Jason Statham is a magnet. I
can’t think of anyone else in Hollywood who could have made this thing work
(and you know someone somewhere was pulling for Vin Diesel). Chev Chelios isn’t a Hollywood
anti-hero. The character is an absolute villain. To be as completely deviant as this character
is – yet manage to infuse him with some nebulous “something” to make an
audience invest? It’s highwire work, and
Statham pulls it off without a wink.

Amy
Smart is fantastic. Not since Jodie
Foster in Nell has an actress so brilliantly portrayed a mentally
challenged person. Her character – and
her performance – is a triumph of the human spirit.

Efren
Ramirez could have a fantastic character career ahead of him. I didn’t realize that this was Napoleon Dynamite‘s “Pedro” until he was standing outside the taco stand.
He magically disappeared into his “K-Lo” character, offering awesome comic relief –
and providing one of the film’s more disturbing moments.

Dwight
Yoakam…good to see you, man. I love this
guy as an actor in just about anything.
He brings a sort-of laid back charm to a role that could have been an
expository suppository.


“Shock the monkey to-night!”

The
real stand out, though – for me, anyway – is Jose Castillo. He’s so over-the-top asswipe that
he could spend the rest of his career saving children trapped in wells or
ending poverty in Third World nations, and I’d still want to spit in his
mouth. At which point he’d wipe my ass
with my face, but…

Castillo
gives you everything you need to know about this Verona character in his first
five seconds of screen time – which segues into my next point…

The
film has absolutely no fat. Not a single
wasted moment. And unlike so many of the
empty, attention deficit disorder afflicted, flash-filled flicks hitting
screens today – Crank‘s stylistic dementia is integral to its plotting
and pace. Neveldine and Taylor convey
emotion with motion, and present exposition with action. The cardinal rule of filmmaking is “Show,
don’t tell.” Crank is a stunning
example of that rule taken to its very end.
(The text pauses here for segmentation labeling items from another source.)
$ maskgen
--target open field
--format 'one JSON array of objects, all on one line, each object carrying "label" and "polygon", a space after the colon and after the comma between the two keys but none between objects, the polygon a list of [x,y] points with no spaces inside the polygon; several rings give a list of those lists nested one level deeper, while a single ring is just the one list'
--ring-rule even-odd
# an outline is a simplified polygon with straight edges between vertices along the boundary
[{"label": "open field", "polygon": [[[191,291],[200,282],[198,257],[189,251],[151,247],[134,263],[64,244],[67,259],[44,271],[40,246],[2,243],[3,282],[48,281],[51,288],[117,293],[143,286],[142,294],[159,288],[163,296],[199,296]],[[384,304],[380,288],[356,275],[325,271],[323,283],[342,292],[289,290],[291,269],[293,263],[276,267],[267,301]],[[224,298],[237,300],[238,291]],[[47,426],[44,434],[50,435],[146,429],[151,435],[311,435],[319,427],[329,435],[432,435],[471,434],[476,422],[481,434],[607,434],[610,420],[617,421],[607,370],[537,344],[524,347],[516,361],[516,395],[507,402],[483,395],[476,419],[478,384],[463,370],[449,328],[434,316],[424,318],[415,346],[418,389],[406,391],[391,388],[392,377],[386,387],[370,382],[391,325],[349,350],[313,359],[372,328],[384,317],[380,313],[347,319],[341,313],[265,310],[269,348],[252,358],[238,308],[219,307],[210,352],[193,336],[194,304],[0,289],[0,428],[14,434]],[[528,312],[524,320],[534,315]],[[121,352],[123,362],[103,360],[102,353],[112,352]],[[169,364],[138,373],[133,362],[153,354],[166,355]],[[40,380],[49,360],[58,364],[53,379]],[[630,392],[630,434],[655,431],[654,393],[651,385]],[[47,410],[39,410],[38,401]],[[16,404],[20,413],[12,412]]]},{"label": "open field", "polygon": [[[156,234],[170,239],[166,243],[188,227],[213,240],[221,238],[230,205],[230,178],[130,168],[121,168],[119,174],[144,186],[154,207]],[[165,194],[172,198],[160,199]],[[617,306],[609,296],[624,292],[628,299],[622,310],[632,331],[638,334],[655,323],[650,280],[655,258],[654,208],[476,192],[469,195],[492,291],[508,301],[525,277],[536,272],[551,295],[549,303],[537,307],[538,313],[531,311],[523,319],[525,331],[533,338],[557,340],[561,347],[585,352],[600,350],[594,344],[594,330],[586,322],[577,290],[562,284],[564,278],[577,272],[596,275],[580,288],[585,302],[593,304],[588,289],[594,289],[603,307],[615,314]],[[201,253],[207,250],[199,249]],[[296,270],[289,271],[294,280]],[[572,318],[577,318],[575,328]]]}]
“I went on The View this morning, and Rosie O’Donnell tried to lick my
forehead. I have no idea why.”

The Package

It
seems sparse until you watch it. Crank’d
Out Mode suffers from a lame title, but there’s a wealth of info here, with
behind-the-scenes stuff woven into anecdotes and info from the principles and
producers…running alongside a comical video commentary from these two cinematic
rakehells. There’s good stuff all over
this, and the presentation (the imagery throbs with the 8-Bit beating heart
from the film’s opening, and darts around the screen as the movie unfolds) fits
the film’s kinetic style.

Family-Friendly
Audio is…horrifying. It’s replacement looping for potential network broadcast.
Remember RoboCop on ABC?

Why
Me
?! Why Me?!”


“$600.00 for this? I shoulda’ hocked the thing on e-Bay when I
had the chance…”

This
is worse. This is the
kind of thing people end up contractually obligated to do – but I can’t imagine
that anyone involved in the production actually believed that all it would take
to remove this film’s venomous taint was replacing “fuck” with “frick”. It’s pretty pointless, but hey – they made
it…and you bought the disc…so you get to have it.

Despite
the all-encompassing video commentary mode, and the audio track oddity, the
disc is by no means complete. We’re missing trailers (though I must thank
Lionsgate for leaving that waste of time Hostel II trailer off of this
disc – though one assumes the omission was accidental, since they’ve managed to put it on everything else) and other features
common to DVD releases (I’d have liked to see a gallery of poster concepts, as
this film had a couple of incredible ones – ever see the key art from
Germany?), so I’d imagine that a “TWO-DISC ADRENALINE EDITION” or something
with a similarly wince-inducing title is on the way in about six months.

And
yet, were it a completely vanilla platter with no chance for a double dip, I’d
still recommend picking it up. Crank
will end up one of the most influential homegrown action films since Lethal
Weapon
, and like that film – it’s a “Guy Movie” classic.